Sam led them all back to the scissor‑lift, the someday lift shaft, and sent it back down into what would be the central hallway of the whole complex–right where Sam’s river would run.

“So?” Sam asked.

“Perfect! It’s just perfect!

He grinned, then. Sam was happy. That was all it took. And Sam’s pleasure lightened her heart. It always did.

“So,” he said, “do you want to pick out colors?”

“Blue,” she said. “A blue couch. Just so it’s comfortable.”

“Cooler white walls, then, for blue.”

“Violet and cool white walls. Maybe some quiet blue‑greens. Pastel stuff. I want color.”

“That should be pretty,” he said. “Should be real pretty. Are you moving any of her stuff in?”

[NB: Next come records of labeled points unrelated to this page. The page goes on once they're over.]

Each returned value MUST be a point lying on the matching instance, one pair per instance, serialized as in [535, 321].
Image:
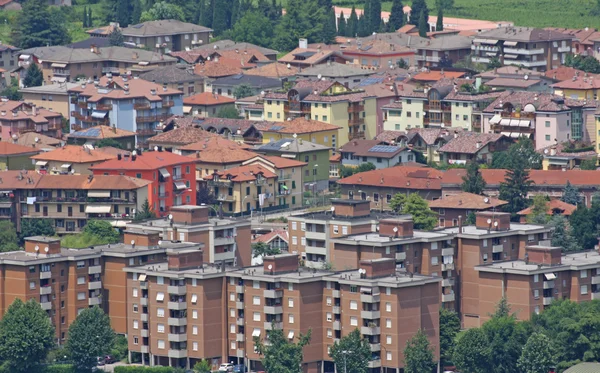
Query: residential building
[553, 207]
[260, 184]
[174, 139]
[166, 35]
[93, 135]
[172, 176]
[546, 119]
[70, 159]
[473, 147]
[309, 130]
[207, 104]
[381, 155]
[354, 111]
[537, 49]
[70, 201]
[314, 155]
[133, 105]
[63, 64]
[379, 186]
[53, 97]
[227, 85]
[17, 118]
[16, 157]
[179, 77]
[454, 209]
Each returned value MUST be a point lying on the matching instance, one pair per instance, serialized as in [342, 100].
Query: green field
[536, 13]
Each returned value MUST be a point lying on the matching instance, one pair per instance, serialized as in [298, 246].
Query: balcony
[177, 306]
[497, 248]
[94, 301]
[275, 293]
[448, 297]
[448, 251]
[276, 325]
[94, 270]
[369, 298]
[94, 285]
[179, 337]
[273, 310]
[370, 330]
[177, 321]
[177, 289]
[178, 354]
[370, 315]
[45, 275]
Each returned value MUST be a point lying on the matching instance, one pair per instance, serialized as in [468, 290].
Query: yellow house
[306, 129]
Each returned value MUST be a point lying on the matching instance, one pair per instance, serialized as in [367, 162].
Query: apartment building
[546, 119]
[172, 176]
[17, 118]
[533, 48]
[166, 35]
[354, 111]
[134, 105]
[60, 64]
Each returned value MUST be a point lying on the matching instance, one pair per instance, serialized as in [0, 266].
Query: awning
[91, 209]
[99, 193]
[549, 276]
[164, 173]
[99, 114]
[180, 185]
[495, 119]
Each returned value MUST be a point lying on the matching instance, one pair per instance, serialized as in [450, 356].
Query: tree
[473, 181]
[449, 328]
[228, 112]
[145, 212]
[472, 353]
[571, 194]
[33, 77]
[162, 10]
[537, 356]
[358, 360]
[90, 336]
[282, 355]
[261, 249]
[36, 227]
[26, 336]
[243, 90]
[8, 236]
[439, 25]
[418, 354]
[423, 216]
[116, 38]
[423, 25]
[418, 7]
[396, 20]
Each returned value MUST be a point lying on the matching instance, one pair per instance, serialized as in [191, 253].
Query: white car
[226, 367]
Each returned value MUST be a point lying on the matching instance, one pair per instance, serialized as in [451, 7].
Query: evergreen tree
[397, 19]
[418, 7]
[352, 28]
[439, 25]
[342, 25]
[423, 25]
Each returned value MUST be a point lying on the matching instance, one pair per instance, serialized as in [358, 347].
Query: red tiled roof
[398, 177]
[147, 161]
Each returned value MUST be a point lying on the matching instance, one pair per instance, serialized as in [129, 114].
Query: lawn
[536, 13]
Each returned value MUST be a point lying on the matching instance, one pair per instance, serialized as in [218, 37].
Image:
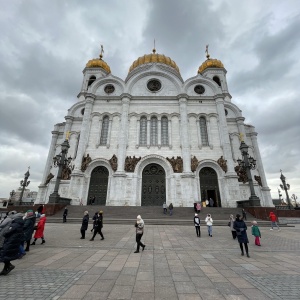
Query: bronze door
[209, 185]
[98, 185]
[153, 186]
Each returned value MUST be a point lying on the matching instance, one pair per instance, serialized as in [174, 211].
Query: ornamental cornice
[182, 96]
[126, 95]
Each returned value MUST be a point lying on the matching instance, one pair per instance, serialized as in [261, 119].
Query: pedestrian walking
[209, 221]
[256, 233]
[98, 225]
[29, 223]
[65, 215]
[85, 224]
[241, 231]
[39, 232]
[244, 214]
[165, 208]
[273, 220]
[139, 233]
[94, 221]
[230, 224]
[11, 237]
[197, 225]
[171, 209]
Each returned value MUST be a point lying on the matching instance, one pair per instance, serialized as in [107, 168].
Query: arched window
[153, 132]
[143, 131]
[217, 80]
[91, 80]
[203, 131]
[104, 131]
[164, 132]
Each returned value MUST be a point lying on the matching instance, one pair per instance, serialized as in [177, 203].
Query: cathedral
[154, 138]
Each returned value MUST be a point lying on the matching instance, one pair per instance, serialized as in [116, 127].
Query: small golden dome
[154, 58]
[98, 63]
[210, 63]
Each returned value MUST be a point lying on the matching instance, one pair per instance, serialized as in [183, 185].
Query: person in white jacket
[209, 221]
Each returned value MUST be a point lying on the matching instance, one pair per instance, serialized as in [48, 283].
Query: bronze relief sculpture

She gave a little twitch of the shoulders, thoughtless flinch. There was what she lived with. There was some in storage. Historic. Some really nice pieces, imports from Earth. Human history.

But human history had started over again on Cyteen. In cities founded, like Novgorod, mostly by azi, and going on into generations of freedmen–what did old Earth mean to them? What could it mean? Human history this lot of humans hadn’t replicated, had largely forgotten.

She didn’t have as many blank walls in the new place. Not as much room for paintings and sculptures.

And ought she to take those old paintings off her walls and lend them to a museum, or to the University down in Novgorod, and let people study them for what they were and try to figure out what it meant to lay paint on canvas, instead of commands into a computer?

Maybe the old things were important things to know. Maybe somebody should learn how to do it again.

“You’re thinking again,” Sam said. “Is something the matter?”

“No,” she said, and laughed, and laid a hand on Sam’s shoulder. “No. I was just wondering whether we ought to teach azi to paint.”

“To paint.” Sam laughed.

“Pictures. To paint pictures, like the old paintings. I think it might be good for them. Maybe it’s good for people. I think maybe I ought to let some of those paintings out, and see what they think.”

“They are pretty,” Sam said. “I always admired them.”

“They’re pretty. They’re alien as they can be. I can’t imagine trees that thick. That’s just strange. I think people would be looking at that, the green color, and not at the paint.”

“I think you’re actually supposed to,” Sam said, then. “You’re supposed to believe in them, and not the paint.”

“That’s a point.”

“What did you say about my little river? ‘I want to be amazed?’ I think the paintings are like that.”